The BG wonders why a forty minute game needs eighteen time-outs (or times out, for you grammar purists.) Eight are scheduled for television, the other ten are voluntary and at the discretion of the coaches, the way doggie biscuits are voluntary and at the discretion of your golden retriever. In the Halcyon Days of the Grump, forcing the other team to call the first time out was a badge of honor. The beleaguered coach (usually the Visitor) would humbly signal for a T; his team would slink back to the huddle, while the home fans roared in approval and derision. Nowadays the TV timeouts kick in after four minutes, but often even that is too long. Genius cannot wait.
The Grump is particularly grumpy about coaches calling time-out to set up their full court press. The object of the press, suggests BG, is to confuse and disorient the opponent. The opponent can’t get the ball inbounds. The opponent has to call time out. Soon they are out of time-outs. They disintegrate like a cheap origami swan. Nowadays, particularly at the end of games, the Genius Coach calls time out after his team scores to “set up his press.” This gives the opponent a chance to diagram a play. They break the press. The Genius Coach has to foul. Soon he is out of time-outs.

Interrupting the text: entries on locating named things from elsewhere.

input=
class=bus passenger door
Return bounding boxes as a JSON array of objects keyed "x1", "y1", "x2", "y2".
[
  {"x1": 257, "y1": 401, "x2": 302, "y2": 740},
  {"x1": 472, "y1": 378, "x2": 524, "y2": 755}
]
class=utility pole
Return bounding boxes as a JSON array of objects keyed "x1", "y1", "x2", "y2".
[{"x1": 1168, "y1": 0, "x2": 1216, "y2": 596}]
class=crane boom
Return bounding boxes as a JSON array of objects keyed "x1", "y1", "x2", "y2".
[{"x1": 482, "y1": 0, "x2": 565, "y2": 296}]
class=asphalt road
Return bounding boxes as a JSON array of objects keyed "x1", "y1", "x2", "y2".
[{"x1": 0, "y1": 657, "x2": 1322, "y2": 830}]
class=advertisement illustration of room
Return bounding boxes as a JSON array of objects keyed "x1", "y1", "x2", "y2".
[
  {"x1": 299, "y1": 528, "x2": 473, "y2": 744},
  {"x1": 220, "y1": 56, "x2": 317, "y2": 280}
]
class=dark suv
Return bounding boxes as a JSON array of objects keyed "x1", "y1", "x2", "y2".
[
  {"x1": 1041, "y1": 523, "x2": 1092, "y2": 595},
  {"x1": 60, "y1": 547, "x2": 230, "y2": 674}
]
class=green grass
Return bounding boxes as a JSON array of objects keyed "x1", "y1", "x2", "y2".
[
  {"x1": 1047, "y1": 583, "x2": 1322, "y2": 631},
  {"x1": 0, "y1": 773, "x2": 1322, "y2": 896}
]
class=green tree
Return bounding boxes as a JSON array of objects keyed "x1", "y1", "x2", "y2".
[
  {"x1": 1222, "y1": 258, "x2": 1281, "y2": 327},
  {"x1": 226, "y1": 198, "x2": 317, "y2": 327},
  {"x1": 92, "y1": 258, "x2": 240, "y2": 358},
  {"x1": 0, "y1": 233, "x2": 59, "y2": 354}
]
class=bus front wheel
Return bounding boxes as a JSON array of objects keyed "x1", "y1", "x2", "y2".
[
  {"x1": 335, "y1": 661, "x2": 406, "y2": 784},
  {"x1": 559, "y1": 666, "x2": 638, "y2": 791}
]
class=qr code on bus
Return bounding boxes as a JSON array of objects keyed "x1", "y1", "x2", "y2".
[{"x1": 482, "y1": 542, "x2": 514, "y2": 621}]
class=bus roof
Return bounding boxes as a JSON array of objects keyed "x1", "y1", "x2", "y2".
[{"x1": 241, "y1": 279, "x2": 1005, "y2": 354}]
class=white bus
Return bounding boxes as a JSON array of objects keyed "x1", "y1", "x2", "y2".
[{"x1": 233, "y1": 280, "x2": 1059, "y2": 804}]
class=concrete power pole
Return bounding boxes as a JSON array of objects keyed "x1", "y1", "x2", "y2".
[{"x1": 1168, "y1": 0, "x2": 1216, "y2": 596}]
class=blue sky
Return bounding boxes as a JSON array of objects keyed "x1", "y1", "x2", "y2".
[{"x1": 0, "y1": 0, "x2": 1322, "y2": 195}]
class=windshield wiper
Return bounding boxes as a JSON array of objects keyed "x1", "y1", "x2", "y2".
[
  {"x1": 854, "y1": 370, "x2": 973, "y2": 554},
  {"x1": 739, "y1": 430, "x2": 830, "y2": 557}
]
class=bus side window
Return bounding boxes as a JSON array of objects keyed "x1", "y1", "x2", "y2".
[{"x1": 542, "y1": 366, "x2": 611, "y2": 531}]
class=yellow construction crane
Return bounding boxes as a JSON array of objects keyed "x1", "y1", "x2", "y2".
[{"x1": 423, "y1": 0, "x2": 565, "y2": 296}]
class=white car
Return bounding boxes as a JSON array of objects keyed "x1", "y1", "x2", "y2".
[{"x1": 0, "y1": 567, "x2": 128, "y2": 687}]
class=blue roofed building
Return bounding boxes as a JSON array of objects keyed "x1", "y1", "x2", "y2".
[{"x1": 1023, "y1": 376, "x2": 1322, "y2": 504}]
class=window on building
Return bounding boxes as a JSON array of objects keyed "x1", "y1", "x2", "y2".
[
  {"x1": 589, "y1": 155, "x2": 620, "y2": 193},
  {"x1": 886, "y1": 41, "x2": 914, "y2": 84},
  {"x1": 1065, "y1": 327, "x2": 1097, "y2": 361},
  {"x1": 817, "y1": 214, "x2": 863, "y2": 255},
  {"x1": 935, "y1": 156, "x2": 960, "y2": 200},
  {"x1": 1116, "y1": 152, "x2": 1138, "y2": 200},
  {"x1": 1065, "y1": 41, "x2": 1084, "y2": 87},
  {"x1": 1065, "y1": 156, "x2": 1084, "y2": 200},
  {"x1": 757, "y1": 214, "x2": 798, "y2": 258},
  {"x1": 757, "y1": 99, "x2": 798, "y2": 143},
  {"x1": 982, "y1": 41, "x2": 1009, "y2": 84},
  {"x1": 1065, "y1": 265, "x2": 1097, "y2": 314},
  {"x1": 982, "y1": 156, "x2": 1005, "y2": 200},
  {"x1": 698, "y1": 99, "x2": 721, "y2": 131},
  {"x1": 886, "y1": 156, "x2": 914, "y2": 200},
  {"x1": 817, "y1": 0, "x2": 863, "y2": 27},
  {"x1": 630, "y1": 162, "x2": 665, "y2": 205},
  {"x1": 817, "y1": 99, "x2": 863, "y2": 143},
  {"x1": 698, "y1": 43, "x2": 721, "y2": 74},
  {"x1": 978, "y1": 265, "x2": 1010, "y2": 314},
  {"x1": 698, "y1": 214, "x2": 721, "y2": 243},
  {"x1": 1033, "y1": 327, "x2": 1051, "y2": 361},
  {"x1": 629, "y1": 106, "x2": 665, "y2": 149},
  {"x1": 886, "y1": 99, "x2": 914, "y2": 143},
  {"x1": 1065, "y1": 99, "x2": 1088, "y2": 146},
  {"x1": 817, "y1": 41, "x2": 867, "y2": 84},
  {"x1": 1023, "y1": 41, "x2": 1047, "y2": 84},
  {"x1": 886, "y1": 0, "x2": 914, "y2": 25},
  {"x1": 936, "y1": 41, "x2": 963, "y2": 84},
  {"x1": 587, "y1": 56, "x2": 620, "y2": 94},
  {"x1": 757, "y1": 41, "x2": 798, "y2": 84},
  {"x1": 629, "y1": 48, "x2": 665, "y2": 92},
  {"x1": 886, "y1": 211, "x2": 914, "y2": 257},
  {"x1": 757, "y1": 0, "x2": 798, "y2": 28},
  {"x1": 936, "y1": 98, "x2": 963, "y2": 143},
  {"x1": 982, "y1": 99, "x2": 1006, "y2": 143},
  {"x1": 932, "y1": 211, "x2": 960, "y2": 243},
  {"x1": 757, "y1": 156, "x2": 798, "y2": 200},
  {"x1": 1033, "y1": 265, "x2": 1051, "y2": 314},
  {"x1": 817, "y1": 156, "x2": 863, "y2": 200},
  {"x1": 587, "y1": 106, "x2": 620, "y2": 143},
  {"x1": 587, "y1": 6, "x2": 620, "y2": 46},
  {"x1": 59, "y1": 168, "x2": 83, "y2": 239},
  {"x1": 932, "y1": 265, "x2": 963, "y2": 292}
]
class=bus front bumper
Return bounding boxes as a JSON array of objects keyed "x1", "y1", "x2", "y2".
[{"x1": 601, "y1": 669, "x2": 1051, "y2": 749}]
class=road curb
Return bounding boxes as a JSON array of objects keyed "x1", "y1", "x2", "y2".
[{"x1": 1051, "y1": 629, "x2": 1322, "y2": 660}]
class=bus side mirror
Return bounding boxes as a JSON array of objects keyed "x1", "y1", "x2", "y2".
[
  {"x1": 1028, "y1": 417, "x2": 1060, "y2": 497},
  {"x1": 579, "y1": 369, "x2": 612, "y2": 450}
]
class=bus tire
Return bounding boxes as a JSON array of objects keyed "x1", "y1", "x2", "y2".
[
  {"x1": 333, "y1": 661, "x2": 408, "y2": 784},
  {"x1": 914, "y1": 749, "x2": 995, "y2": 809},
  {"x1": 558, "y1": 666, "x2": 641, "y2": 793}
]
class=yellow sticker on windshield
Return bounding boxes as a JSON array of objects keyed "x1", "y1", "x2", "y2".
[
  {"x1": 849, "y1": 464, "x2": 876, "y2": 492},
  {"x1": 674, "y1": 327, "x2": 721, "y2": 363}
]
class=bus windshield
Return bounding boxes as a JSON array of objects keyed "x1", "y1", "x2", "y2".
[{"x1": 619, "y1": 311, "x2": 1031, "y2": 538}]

Fortunately, Team B has a Genius Coach, too. (We know this because TV has anointed them so and hired other Genius Coaches as commentators). Genius B takes his players out of the free throw lane, afraid that they will commit a rebounding foul. His player misses the free throw. Team A rebounds and goes the length of the floor in 2.8 seconds, giving Genius Coach A the chance to call another time-out to set up his press. The Basketball Grump gags on his honey roasted peanuts.
BG is also tired of watching basketball games played in domed football or baseball stadiums. He believes this creates depth of field problems for the college kids, who cannot locate the basket. (This is because the BG has depth of field problems walking through a shopping mall and has trouble locating his car keys.) It also gives television producers the opportunity to show the worst possible perspectives of the action. “Hey look!,” says the producer. “We can put a camera on a girder fifty feet above the air conditioner right underneath the roof. That will look really swell!”
“Better yet,” says his assistant, “we’ll split the screen by showing a taped interview of one of the Genius Coaches just when the second half starts, so the players all look like aphids.”
The Basketball Grump doesn’t like the three-point shot. Pete Maravich didn’t need a three-point line. Neither did Gail Goodrich or Rick Mount. (Anyone under fifty, feel free to Google).
The BG doesn’t like basketball shorts the length of clam-diggers.
The BG doesn’t much like tattoos, either.
And yet, the BG plants himself in his recliner with a bottle of beer and a can of mixed nuts. He excuses himself only to hurry off to Panda Express or the occasional call of nature.
The Basketball Grump grudgingly says thank you to Kansas and North Carolina. He will be ready for New Orleans.
Unless someone offers him tickets for the Lakers.